Based on its investigation into both incidents, OCR found that the entity "failed to conduct an accurate and thorough risk analysis to determine the potential risks and vulnerabilities to the ePHI that it held."6

OCR has made clear that they will enforce the HIPAA Security Rule, and as this example shows, will investigate, fine, and monitor entities that fail to conduct comprehensive risk analyses.

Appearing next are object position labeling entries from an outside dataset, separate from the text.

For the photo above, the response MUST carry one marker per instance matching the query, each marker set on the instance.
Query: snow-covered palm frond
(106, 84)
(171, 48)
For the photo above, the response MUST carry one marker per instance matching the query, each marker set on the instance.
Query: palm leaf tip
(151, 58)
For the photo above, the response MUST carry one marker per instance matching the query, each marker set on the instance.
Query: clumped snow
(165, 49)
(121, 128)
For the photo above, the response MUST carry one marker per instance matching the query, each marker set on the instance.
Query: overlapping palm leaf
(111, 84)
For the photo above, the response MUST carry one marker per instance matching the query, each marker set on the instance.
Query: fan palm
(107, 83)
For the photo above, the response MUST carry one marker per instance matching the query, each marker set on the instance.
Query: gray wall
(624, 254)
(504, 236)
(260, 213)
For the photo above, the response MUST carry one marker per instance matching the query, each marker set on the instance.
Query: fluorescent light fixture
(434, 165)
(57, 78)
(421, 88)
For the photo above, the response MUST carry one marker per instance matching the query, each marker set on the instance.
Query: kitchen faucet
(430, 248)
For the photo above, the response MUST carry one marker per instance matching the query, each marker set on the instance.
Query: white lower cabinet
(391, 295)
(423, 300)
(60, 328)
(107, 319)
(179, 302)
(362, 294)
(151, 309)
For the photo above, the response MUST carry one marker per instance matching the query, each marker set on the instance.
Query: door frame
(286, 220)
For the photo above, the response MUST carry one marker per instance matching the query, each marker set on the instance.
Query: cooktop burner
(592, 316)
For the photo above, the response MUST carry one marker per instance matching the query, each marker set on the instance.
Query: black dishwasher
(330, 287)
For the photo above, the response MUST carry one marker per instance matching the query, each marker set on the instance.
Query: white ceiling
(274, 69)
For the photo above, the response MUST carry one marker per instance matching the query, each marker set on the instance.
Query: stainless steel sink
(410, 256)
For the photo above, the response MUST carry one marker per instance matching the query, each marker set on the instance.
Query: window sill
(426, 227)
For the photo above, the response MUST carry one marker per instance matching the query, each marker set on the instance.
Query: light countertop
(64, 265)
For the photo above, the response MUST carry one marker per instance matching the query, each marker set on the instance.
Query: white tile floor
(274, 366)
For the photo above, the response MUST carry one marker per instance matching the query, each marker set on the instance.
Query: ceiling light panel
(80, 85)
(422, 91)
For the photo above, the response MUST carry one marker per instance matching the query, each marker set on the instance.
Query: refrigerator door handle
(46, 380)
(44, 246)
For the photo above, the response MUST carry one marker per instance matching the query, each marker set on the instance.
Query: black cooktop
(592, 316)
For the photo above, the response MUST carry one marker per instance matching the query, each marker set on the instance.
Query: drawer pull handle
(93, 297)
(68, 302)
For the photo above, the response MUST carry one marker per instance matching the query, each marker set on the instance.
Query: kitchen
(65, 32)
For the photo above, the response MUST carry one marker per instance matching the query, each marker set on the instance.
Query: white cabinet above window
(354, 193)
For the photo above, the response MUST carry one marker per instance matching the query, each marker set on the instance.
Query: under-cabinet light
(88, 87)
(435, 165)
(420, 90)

Whether your entity needs to review an unauthorized disclosure incident to determine if it is a reportable HIPAA breach, is in the process of conducting a Security Rule risk analysis, or is caught in any other type of legal dispute, it pays to think outside the box and understand both your own and your opponent's strongest arguments. It also makes excellent dinner table conversation (de-identified, of course).

Footnotes

1. See 45 CFR § 160.103

2. See 42 USC § 1320d(6)

3. See 45 CFR § 164.402

4. You can read more about the proposed HIPAA Security Rule update here: https://healthlawblog.dickinson-wright.com/2025/02/security-security-hhs-proposes-updates-to-hipaas-security-rule/

5. You can find the Resolution Agreement entered into for this case here: https://www.hhs.gov/sites/default/files/ocr-hipaa-racap-deer-oaks.pdf.

6. See https://www.hhs.gov/press-room/ocr-hipaa-racap-deer-oaks.html

The content of this article is intended to provide a general guide to the subject matter. Specialist advice should be sought about your specific circumstances.